Types of Financial Markets
Financial Markets can be classified in different
ways. They are as follows:
(i) Debt
Market is the financial market for
trading in Debt Instrument (i.e. Government Bonds or Securities, Corporate
Debentures or Bonds)
(ii) Equity
Market is the financial market for trading
in Equity Shares of Companies.
(i) Money
Market is the market for short term financial
claim (usually one year or less) E.g. Treasury Bills, Commercial Paper,
Certificates of Deposit
(ii) Capital
Market is the market for long term
financial claim more than a year E.g. Shares, Debentures
(i) Primary
Market is a term used to include all
the institutions that are involved in the sale of securities for the first time
by the issuers (companies). Here the money from investors goes directly to the
issuers.
(ii) Secondary
Market is the market for securities
that are already issued.
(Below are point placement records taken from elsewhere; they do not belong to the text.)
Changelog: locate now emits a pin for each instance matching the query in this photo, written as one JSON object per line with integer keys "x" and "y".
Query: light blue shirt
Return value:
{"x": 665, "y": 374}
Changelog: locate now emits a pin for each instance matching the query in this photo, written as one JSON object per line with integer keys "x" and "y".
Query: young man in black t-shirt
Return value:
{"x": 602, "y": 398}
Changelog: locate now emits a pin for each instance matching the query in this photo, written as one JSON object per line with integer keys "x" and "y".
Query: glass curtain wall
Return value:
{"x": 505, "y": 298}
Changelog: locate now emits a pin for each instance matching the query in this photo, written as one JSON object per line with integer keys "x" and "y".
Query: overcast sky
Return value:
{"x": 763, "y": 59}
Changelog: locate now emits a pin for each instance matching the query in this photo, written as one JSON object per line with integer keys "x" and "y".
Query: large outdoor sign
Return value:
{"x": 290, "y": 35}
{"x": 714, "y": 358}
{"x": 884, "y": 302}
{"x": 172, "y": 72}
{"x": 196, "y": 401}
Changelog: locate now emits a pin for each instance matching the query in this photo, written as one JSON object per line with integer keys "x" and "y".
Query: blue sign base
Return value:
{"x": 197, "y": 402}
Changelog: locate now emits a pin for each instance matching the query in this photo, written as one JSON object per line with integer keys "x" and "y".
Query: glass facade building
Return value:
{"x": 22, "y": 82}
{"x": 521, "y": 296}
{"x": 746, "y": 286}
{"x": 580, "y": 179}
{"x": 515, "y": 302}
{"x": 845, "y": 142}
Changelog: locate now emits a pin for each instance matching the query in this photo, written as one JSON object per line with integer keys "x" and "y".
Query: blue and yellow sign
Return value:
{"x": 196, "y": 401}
Stock Exchange is an important institution in the
secondary market.
(i) Cash/Spot
Market is a market where the delivery
of the financial instrument and payment of cash occurs immediately. i.e.
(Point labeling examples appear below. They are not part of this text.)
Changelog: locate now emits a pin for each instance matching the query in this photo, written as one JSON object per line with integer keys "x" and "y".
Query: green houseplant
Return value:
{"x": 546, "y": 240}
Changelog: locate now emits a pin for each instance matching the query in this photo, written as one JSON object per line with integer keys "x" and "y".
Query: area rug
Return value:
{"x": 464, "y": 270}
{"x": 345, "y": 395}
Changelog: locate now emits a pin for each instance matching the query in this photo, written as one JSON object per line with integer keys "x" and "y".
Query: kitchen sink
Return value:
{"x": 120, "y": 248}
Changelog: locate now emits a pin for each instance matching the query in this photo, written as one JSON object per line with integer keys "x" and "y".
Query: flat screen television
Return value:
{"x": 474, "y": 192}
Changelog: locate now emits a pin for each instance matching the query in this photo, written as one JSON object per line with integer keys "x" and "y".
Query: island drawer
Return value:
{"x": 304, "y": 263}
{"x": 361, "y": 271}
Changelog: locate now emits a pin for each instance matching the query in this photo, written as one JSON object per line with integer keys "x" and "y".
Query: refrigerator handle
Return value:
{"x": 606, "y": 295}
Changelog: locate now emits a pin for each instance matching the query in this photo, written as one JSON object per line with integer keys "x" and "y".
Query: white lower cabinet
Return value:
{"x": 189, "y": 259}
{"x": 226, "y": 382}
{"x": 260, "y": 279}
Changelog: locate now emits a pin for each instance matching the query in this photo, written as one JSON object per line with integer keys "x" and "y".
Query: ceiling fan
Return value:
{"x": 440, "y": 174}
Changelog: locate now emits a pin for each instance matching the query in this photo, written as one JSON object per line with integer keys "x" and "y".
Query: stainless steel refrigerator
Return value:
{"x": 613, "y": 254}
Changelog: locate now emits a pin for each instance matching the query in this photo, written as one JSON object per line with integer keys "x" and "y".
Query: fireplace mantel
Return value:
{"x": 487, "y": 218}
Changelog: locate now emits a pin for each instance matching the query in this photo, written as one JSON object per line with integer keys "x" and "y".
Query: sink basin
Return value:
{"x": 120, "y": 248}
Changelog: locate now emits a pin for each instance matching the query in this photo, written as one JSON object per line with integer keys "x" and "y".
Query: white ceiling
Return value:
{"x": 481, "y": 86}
settlement is completed immediately.
(ii) Forward
or Futures Market is a market where
the delivery of asset and payment of cash takes place at a pre-determined time
frame in future.
(i) Exchange
Traded Market is a centralized organization (stock exchange) with standardized procedures.
(ii) Over–the–Counter
Market is a decentralized market
(outside the stock exchange) with customized procedures.
The above classification is not rigid. One market
may come under more than one category.